C’est lors du retrait de l’écotaxe que l’idée d’une vignette poids lourds a commencé à émerger, prônée comme alternative. Il s’agit d’un système similaire à celui mis en place en Suisse ou en Grande-Bretagne. Un transporteur acquitte pour son camion ou autocar une vignette à validité temporelle, au jour, à la semaine, au mois, à l’année. Le prix serait dégressif en fonction de la durée, « mais nous n’avons aucune idée de la forme que cela prendrait, aucune réunion technique avec le ministère n’a eu lieu pour évoquer les modalités techniques », indique la fédération de transporteurs OTRE.
Certains élus français ont en tête une vignette à coller sur le pare-brise des véhicules. Mais la forme dématérialisée semble la plus évidente, l’acquittement de la vignette pouvant être contrôlée par lecture automatique des plaques d’immatriculation, via les portiques de l’ex-écotaxe, toujours sur pied. « Cependant, son déploiement ne se ferait pas par un claquement de doigts, même en réutilisant les portiques existants, selon un professionnel du télépéage. Il faudrait plusieurs mois, voir une bonne année. »
À Bruxelles, la réforme de la directive Eurovignette est en bonne voie. En mai, la Commission européenne et le Parlement sont tombés d’accord sur les grandes lignes. Reste encore à faire adopter définitivement le texte. La révision impose en Europe le principe exclusif de la redevance kilométrique. En clair, à partir de fin 2023, tous les États qui appliquent un péage devront faire payer leur utilisation en fonction de la distance parcourue (et en tenant compte du niveau de CO2 émis par les véhicules). Et la tarification forfaitaire à validité temporaire (jour, mois, année) sera interdite. Ce qui laisse une étroite fenêtre de tir à la France, si elle veut appliquer sa vignette poids lourds sur routes nationales et secondaires.
Plusieurs élus, comme l’eurodéputée EELV Karima Delli, jugent « absurde de déployer un système qu’il faudra abandonner rapidement ». Ils plaident pour un retour de l’écotaxe kilométrique. C’est aussi le cheval de bataille du président de l’Assemblée des départements de France, Dominique Bussereau. Reste qu’étant donné les réactions épidermiques d’opposition suscitées par l’écotaxe auprès des transporteurs et bonnets rouges bretons, la vignette est sans doute politiquement la bretelle d’accès transitoire incontournable.

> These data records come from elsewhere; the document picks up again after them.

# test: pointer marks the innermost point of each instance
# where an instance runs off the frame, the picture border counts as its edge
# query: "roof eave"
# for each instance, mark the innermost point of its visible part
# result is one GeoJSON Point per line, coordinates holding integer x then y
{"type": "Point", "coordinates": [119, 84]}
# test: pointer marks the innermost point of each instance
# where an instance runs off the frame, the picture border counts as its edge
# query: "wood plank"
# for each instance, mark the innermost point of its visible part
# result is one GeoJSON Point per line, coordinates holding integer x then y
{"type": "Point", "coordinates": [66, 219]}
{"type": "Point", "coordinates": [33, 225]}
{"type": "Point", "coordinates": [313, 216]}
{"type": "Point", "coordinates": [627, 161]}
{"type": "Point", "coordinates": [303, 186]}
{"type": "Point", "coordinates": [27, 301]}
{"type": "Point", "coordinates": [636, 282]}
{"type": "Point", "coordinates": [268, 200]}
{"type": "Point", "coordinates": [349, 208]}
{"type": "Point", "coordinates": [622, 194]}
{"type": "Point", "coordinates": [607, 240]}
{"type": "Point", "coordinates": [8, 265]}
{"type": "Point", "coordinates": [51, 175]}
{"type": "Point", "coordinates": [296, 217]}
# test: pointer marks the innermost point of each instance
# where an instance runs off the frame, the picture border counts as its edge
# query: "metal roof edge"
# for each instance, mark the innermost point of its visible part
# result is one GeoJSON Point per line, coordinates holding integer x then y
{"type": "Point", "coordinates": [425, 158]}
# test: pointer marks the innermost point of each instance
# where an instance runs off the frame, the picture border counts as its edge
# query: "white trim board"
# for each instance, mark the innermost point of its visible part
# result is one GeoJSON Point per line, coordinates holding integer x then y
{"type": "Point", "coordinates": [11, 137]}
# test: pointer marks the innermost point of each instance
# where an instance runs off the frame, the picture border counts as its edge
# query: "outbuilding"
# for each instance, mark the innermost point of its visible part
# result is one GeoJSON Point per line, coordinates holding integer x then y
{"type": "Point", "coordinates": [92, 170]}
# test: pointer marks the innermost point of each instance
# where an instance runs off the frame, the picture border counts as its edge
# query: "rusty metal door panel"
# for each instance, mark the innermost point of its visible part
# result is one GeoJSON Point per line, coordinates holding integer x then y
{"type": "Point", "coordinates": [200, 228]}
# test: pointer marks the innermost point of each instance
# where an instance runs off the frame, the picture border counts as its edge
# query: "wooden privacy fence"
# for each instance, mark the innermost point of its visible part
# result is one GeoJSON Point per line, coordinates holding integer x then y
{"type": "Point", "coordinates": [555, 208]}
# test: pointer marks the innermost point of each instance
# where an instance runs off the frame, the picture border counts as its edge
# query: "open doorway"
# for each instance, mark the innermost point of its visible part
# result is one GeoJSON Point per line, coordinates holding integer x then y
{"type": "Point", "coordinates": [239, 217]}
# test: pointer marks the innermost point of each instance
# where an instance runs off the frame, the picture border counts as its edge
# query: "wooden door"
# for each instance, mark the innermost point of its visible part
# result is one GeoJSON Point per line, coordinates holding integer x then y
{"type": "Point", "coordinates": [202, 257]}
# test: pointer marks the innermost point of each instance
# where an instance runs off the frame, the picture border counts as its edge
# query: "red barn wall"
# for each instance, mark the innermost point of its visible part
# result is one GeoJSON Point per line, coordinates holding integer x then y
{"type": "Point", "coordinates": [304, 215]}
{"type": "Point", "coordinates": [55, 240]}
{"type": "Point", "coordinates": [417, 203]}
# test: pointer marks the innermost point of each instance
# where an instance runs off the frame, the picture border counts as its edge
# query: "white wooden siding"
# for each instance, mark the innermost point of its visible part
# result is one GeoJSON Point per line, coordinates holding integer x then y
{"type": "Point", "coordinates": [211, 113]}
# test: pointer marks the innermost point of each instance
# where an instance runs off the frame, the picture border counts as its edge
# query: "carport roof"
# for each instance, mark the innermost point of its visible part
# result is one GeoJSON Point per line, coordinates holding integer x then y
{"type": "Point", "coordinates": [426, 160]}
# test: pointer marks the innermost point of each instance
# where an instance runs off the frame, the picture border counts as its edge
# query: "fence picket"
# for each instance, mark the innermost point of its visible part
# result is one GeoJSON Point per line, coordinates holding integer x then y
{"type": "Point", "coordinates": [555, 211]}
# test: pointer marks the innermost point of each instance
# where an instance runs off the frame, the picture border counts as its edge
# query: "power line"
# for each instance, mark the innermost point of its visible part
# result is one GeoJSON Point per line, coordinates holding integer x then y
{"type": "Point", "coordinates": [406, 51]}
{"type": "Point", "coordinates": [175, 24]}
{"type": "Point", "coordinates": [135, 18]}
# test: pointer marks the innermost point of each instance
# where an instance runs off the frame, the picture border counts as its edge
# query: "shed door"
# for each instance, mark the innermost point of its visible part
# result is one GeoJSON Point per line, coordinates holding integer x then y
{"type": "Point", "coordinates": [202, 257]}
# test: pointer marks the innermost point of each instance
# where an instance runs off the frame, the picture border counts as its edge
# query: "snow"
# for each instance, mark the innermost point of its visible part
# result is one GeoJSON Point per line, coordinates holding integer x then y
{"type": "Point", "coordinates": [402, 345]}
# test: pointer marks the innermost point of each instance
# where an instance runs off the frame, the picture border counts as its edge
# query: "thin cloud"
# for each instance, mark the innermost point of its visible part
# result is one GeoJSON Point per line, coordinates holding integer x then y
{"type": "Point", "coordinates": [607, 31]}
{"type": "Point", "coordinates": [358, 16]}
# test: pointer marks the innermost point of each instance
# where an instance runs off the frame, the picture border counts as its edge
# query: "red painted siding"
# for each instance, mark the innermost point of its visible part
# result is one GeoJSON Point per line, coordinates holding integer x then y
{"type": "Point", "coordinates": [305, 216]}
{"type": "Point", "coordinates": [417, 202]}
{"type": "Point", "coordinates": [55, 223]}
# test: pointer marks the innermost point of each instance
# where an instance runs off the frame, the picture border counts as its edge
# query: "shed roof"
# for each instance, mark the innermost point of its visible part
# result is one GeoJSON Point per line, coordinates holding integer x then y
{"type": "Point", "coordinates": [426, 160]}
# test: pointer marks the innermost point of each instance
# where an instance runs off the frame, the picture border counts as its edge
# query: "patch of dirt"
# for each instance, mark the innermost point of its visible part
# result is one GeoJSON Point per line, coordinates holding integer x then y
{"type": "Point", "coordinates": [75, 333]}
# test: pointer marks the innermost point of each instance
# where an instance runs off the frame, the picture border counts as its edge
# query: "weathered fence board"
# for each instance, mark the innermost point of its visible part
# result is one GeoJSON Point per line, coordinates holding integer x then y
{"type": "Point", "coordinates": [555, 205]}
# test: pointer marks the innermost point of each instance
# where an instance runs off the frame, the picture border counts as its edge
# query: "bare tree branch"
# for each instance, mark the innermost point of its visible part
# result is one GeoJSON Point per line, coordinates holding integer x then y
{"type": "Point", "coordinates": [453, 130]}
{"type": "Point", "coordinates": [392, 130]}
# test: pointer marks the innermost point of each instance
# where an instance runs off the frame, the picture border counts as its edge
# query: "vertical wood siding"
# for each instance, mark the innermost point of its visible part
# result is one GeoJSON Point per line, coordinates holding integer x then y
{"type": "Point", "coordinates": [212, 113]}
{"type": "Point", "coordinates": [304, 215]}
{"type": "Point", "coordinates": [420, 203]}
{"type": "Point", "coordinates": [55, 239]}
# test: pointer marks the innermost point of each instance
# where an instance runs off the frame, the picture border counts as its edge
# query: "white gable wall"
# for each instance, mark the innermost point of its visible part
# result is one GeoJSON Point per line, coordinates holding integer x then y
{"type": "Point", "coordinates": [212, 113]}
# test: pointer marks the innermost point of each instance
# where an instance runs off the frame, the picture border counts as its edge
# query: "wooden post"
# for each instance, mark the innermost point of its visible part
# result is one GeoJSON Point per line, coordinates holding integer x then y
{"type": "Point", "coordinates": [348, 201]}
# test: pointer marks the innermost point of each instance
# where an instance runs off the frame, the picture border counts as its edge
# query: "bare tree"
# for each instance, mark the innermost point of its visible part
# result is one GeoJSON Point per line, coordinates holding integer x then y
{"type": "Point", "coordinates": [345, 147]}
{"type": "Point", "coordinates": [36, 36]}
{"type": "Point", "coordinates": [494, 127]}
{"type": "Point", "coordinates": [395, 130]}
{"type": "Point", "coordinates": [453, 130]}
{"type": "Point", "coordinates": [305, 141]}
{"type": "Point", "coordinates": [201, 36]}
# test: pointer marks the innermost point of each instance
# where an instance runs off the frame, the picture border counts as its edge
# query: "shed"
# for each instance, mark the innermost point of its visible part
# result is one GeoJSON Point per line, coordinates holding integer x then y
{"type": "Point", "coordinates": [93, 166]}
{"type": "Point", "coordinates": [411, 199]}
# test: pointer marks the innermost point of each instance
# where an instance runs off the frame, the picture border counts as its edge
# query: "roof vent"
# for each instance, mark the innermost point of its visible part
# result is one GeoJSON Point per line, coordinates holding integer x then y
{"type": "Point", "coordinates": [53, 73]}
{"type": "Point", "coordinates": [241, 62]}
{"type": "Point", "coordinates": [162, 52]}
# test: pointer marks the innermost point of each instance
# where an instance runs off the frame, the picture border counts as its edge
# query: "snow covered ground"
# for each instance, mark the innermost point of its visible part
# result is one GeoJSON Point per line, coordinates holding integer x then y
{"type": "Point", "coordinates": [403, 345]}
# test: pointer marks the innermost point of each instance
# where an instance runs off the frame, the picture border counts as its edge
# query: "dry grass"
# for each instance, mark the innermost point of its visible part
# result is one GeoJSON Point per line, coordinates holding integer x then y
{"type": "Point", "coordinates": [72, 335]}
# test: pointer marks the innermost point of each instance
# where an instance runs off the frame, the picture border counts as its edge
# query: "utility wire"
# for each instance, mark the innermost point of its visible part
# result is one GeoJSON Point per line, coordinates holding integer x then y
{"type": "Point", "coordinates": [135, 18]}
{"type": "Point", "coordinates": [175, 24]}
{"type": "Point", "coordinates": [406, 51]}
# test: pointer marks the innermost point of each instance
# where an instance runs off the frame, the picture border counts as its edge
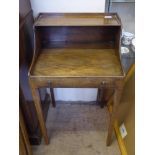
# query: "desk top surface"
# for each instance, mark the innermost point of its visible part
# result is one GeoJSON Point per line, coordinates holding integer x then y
{"type": "Point", "coordinates": [77, 63]}
{"type": "Point", "coordinates": [78, 19]}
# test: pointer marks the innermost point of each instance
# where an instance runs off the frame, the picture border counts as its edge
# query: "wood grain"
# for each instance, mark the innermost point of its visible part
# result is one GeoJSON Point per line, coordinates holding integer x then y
{"type": "Point", "coordinates": [80, 19]}
{"type": "Point", "coordinates": [77, 63]}
{"type": "Point", "coordinates": [76, 50]}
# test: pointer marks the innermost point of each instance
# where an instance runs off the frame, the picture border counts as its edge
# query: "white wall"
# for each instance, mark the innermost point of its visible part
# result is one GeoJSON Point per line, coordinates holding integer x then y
{"type": "Point", "coordinates": [61, 6]}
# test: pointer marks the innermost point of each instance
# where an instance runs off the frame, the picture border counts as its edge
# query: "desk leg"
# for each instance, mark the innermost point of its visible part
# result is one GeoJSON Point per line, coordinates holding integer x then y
{"type": "Point", "coordinates": [113, 116]}
{"type": "Point", "coordinates": [36, 98]}
{"type": "Point", "coordinates": [100, 97]}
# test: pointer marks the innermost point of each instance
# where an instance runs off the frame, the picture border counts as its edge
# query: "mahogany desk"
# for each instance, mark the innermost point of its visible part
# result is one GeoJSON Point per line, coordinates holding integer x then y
{"type": "Point", "coordinates": [78, 51]}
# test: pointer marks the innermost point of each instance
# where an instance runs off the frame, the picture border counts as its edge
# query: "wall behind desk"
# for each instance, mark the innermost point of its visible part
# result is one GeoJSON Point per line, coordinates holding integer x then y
{"type": "Point", "coordinates": [66, 6]}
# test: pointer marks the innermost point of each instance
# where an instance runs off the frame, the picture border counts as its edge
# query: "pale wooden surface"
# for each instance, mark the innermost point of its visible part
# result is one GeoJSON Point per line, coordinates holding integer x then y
{"type": "Point", "coordinates": [76, 20]}
{"type": "Point", "coordinates": [77, 63]}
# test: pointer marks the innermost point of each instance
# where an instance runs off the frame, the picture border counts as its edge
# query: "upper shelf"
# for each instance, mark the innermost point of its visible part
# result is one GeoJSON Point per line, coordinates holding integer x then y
{"type": "Point", "coordinates": [78, 19]}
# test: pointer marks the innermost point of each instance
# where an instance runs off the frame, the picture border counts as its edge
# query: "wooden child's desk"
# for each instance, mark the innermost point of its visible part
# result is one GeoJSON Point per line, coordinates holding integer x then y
{"type": "Point", "coordinates": [78, 51]}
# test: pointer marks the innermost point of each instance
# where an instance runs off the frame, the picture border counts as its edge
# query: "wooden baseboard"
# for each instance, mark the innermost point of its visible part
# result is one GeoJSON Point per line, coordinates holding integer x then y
{"type": "Point", "coordinates": [118, 135]}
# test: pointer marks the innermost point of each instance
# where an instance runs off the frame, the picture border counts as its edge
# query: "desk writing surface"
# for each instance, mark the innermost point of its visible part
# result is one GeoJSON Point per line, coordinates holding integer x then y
{"type": "Point", "coordinates": [81, 19]}
{"type": "Point", "coordinates": [77, 63]}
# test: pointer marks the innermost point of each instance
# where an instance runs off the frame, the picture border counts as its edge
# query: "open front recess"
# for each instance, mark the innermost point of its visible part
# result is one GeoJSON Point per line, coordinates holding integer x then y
{"type": "Point", "coordinates": [78, 37]}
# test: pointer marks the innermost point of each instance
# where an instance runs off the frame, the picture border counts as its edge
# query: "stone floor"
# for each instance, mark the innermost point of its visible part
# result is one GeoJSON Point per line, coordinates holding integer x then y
{"type": "Point", "coordinates": [77, 129]}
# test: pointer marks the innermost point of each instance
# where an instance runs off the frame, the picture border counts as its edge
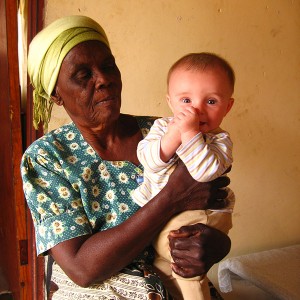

300 millions d’euros: en attendant une éventuelle vignette poids lourds ou mesures fiscales touchant le carburant, c’est la rallonge de moyens à laquelle aura droit, en 2019, l’Agence de financements des infrastructures de France (AFITF). Son budget qui sert aussi à payer l’achat de rames de TET, atteindra un peu plus de 2,7 milliards d’euros au lieu de 2,47 cette année. Mais on est loin du scénario 2 du rapport du Conseil des orientations des infrastructures (COI), pour lequel Elisabeth Borne avait pourtant manifesté sa préférence. Il s’agissait de passer à 3 milliards d’euros par an. Pour parvenir à 2,7 milliards d’euros dans la loi de finances 2019, le gouvernement mise sur un expédient indolore fiscalement: réaffecter des crédits au sein de l’État. En outre, l’AFITF pourrait bénéficier d’un supplément de redistribution de TICPE, dont le taux augmentera l’année prochaine.